Anomaly Detection on Prometheus Metrics, A Hands On Guide
TL;DR — Start with z-score recording rules in Prometheus 3.0, add MAD when your data has outliers, layer EWMA for slow drift, and only reach for isolation forest when you have multivariate problems and a real budget.
Most teams overcomplicate anomaly detection. They reach for Prophet or an LSTM before they’ve tried subtracting yesterday’s average. The boring statistical methods catch the vast majority of real anomalies and cost almost nothing to operate. The fancy methods catch the long tail, but only after you’ve tuned the boring ones for your data.
This guide walks through four methods in increasing order of complexity: z-score, MAD (median absolute deviation), EWMA (exponentially weighted moving average), and isolation forest. The first three live as Prometheus 3.0 recording and alerting rules. The fourth runs as a Python sidecar that reads Prometheus, scores, and writes back via remote write.
By the end, you’ll have a tiered detection stack: cheap rules that fire fast, medium-cost rules for noisier signals, and an ML sidecar for the handful of metrics where you can’t afford to miss a subtle anomaly. The trick is knowing which tier each metric belongs in, and the answer is almost always “the cheapest one that works”.
1. The Tiered Strategy
Tier 1 (z-score): golden signals, request rate, error rate
Tier 2 (MAD): latency percentiles, queue depths
Tier 3 (EWMA): slow-moving SLI burn, capacity metrics
Tier 4 (isolation): multivariate (CPU+latency+saturation)
Every metric starts in Tier 1. Move it down a tier only when Tier 1 misses something real or produces noise you can’t tune away.
2. Tier 1, Z-Score Rules in Prometheus
The simplest workable detector: how many standard deviations is the current value from the recent past?

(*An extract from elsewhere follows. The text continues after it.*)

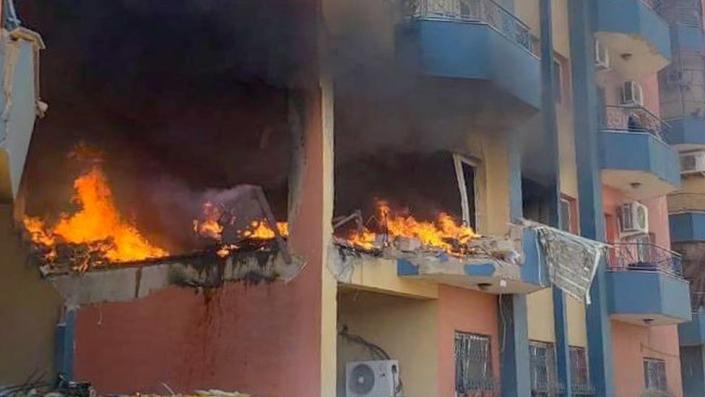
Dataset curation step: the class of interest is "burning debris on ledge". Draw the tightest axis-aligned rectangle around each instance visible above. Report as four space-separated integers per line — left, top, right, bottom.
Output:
43 241 303 307
330 203 528 290
20 150 302 303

Use a 1-day offset to compare to the same time of day yesterday.
# rules/zscore.yaml, Prometheus 3.0
groups:
- name: zscore-detectors
interval: 30s
rules:
- record: job:http_requests:rate5m
expr: sum by (job) (rate(http_requests_total[5m]))
- record: job:http_requests:zscore
expr: |
(
job:http_requests:rate5m
- avg_over_time(job:http_requests:rate5m[1h] offset 1d)
)
/
stddev_over_time(job:http_requests:rate5m[1h] offset 1d)
- alert: RequestRateAnomaly
expr: abs(job:http_requests:zscore) > 3
for: 5m
labels:
severity: warning
detector: zscore
annotations:
summary: "Request rate anomaly on {{ $labels.job }} (z={{ $value }})"
The for: 5m is critical. Without it you’ll fire on every transient spike. The 1-hour window with a 1-day offset gives you “this hour yesterday” as a baseline, which handles daily seasonality for free.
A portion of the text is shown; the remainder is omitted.